L’Hexagone de Fary au Comedia

Le rire stylisé

Kezako ?

Fary est de retour sur scène avec HEXAGONE, son nouveau spectacle. Quel lien entre le pays et l’identité ? Est-ce la culture qui influence l’identité ou est-ce l’inverse ? Il n’a de réponse à aucune de ces questions, mais il se les pose. Vous avez une heure… avec Fary. En vrai, viens, c’est drôle quand même.

La critique d’Eugénie – 4/5

Le mercredi 28 novembre – Artiste révélé par le Jamel Comedy Club, Fary c’est rapidement fait un nom au sein des humoristes montant de la scène française.
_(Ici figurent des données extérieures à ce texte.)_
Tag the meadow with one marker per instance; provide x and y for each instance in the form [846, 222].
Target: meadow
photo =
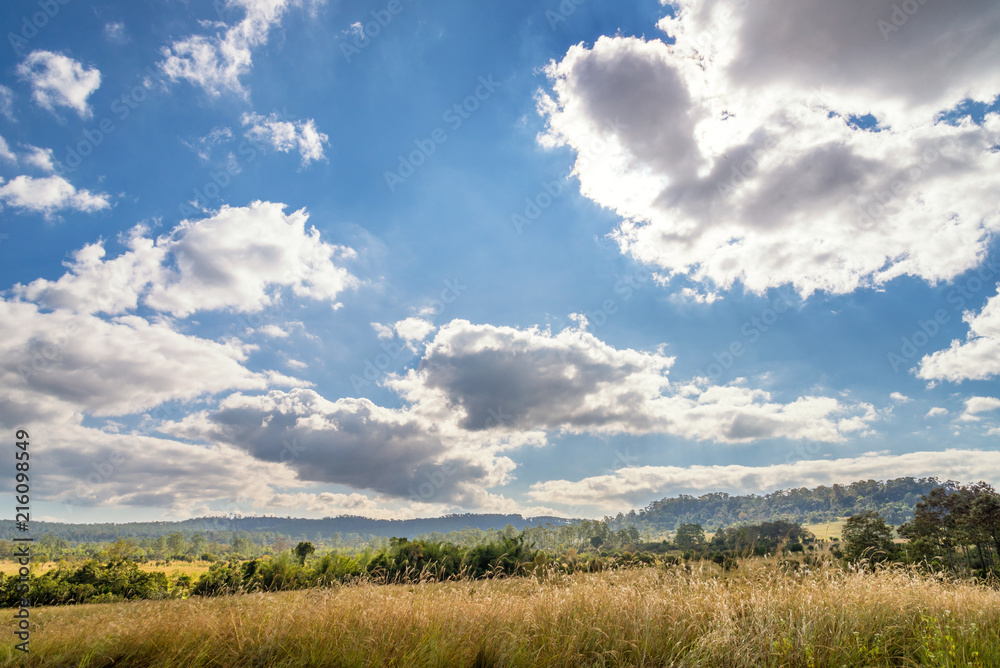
[762, 613]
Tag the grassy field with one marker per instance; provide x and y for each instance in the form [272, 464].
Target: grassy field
[758, 615]
[827, 530]
[176, 568]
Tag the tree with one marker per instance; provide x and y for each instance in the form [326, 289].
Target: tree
[867, 536]
[176, 544]
[689, 536]
[303, 550]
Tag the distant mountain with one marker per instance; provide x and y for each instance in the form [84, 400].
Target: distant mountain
[893, 499]
[292, 528]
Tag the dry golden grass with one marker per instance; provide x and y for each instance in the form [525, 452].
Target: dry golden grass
[759, 615]
[826, 530]
[176, 568]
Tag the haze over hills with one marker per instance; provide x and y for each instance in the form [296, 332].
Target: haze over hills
[894, 499]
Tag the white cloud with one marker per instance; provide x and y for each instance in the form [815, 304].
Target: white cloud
[977, 358]
[60, 363]
[480, 391]
[413, 329]
[58, 80]
[5, 152]
[235, 259]
[50, 194]
[349, 441]
[40, 158]
[287, 136]
[90, 467]
[525, 381]
[7, 102]
[272, 331]
[216, 63]
[730, 158]
[976, 405]
[636, 485]
[114, 31]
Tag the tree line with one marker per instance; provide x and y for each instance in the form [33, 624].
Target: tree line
[954, 527]
[893, 499]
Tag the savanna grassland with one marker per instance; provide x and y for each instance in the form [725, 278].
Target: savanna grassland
[760, 614]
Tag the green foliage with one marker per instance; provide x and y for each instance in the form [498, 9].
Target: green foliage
[894, 499]
[867, 536]
[689, 537]
[92, 582]
[303, 550]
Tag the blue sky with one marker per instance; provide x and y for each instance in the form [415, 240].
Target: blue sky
[407, 258]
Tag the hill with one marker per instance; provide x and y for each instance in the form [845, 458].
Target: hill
[893, 499]
[225, 528]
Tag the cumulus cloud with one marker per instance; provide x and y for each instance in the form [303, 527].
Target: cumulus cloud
[7, 102]
[60, 364]
[636, 485]
[531, 379]
[40, 158]
[90, 468]
[217, 62]
[285, 136]
[976, 405]
[5, 152]
[481, 391]
[59, 81]
[735, 154]
[349, 441]
[237, 259]
[413, 329]
[976, 358]
[50, 194]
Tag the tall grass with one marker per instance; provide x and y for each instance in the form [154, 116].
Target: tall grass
[757, 615]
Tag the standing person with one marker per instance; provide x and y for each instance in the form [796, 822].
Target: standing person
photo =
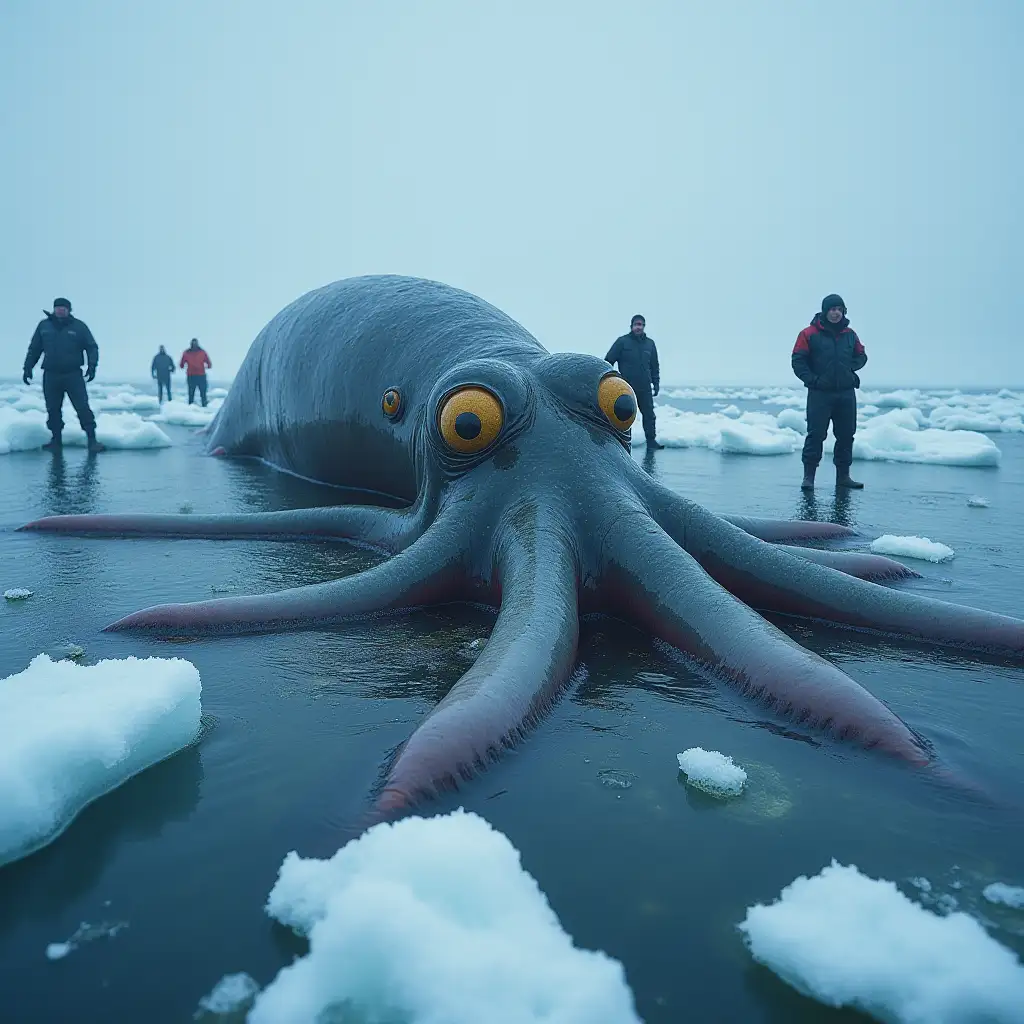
[196, 363]
[637, 358]
[65, 342]
[162, 368]
[826, 357]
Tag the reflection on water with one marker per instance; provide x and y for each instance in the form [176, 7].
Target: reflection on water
[187, 851]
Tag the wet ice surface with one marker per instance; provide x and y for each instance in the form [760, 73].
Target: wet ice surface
[653, 873]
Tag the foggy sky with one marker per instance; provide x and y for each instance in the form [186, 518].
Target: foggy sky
[187, 169]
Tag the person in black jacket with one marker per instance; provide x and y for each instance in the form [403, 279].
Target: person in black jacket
[162, 368]
[826, 357]
[65, 343]
[637, 358]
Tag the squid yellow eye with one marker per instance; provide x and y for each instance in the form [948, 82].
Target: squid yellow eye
[470, 420]
[617, 401]
[391, 402]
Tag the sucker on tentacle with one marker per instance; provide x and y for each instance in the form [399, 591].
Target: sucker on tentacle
[688, 610]
[525, 664]
[429, 571]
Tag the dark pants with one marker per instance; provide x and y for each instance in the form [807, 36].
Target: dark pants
[197, 381]
[841, 409]
[55, 386]
[645, 406]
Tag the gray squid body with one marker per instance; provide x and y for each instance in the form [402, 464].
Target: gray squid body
[499, 472]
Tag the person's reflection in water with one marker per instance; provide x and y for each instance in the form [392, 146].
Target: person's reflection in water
[840, 510]
[76, 497]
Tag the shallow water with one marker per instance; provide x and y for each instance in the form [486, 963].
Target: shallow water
[301, 723]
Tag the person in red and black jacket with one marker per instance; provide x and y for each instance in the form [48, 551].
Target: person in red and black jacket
[826, 357]
[195, 361]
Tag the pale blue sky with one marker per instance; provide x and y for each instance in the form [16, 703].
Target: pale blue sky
[188, 168]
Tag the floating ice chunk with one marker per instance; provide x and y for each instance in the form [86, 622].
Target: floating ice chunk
[793, 420]
[84, 933]
[849, 940]
[912, 547]
[22, 431]
[753, 433]
[182, 415]
[896, 436]
[713, 772]
[999, 892]
[433, 920]
[230, 994]
[70, 733]
[128, 401]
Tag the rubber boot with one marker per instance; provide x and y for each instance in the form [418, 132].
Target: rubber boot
[843, 478]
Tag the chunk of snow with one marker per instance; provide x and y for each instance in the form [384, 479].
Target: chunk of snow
[793, 420]
[182, 415]
[26, 431]
[71, 733]
[84, 933]
[912, 547]
[849, 940]
[713, 772]
[229, 994]
[999, 892]
[752, 433]
[433, 920]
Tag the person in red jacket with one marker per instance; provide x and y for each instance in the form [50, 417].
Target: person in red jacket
[826, 357]
[195, 361]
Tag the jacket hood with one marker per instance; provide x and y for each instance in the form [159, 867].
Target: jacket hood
[819, 321]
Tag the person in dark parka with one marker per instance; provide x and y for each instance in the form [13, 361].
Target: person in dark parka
[637, 358]
[826, 357]
[162, 368]
[65, 343]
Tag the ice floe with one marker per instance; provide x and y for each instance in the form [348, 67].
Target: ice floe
[433, 920]
[71, 733]
[999, 892]
[849, 940]
[712, 772]
[231, 994]
[912, 547]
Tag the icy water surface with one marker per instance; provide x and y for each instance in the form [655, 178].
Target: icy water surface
[632, 861]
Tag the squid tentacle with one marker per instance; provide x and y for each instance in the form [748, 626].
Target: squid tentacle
[877, 568]
[788, 529]
[686, 608]
[525, 664]
[772, 579]
[390, 529]
[429, 571]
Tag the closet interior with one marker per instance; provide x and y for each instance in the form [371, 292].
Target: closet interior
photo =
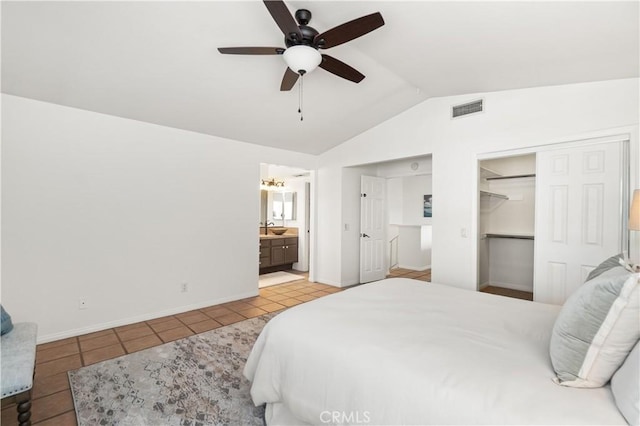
[506, 223]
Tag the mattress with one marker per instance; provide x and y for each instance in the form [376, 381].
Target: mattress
[402, 351]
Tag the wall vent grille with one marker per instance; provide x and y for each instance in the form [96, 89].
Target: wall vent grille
[468, 108]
De la salle du Point Virgule au Festival de Cannes en passant par Netflix, il a su imposer un style, une gueule et un rire. Pourtant, son spectacle « Fary Is The New Black », disponible sur la plateforme, m’avait moins enthousiasmée pour son humour, encore un peu trop superficiel à mon goût, que pour la performance scénique (au centre de public).
Mais les affiches fleurissant dans le métro ont attisé ma curiosité. Une image digne d’un catalogue de mode masculine et un titre intrigant, référence discrète à une chanson de Renaud : « Hexagone ».

Me voilà donc au balcon du Comedia, passant d’une frisquette et humide soirée de novembre à une suffocante atmosphère saturée de sueur. On attend impatiemment le début du spectacle, espérant que le rire nous fasse oublier les vapeurs étouffantes de ce véritable hammam de velours rouge. On gémirait presque en s’entendant annoncer non pas une, mais deux premières parties ! À ce compte-ci, nous serons bouillis quand Fary arrivera sur scène. Et pourtant… Lenny Mbunga et Jason Brokerss se partagent une savoureuse mise en bouche. Fait assez rare pour le souligner, ils sont aussi bons que l’artiste principal lui-même et c’est presque à regret que nous les voyons quitter la scène. Le contrat est rempli, les sourires et les esprits chauffés et on occulte un peu plus facilement celle de la salle.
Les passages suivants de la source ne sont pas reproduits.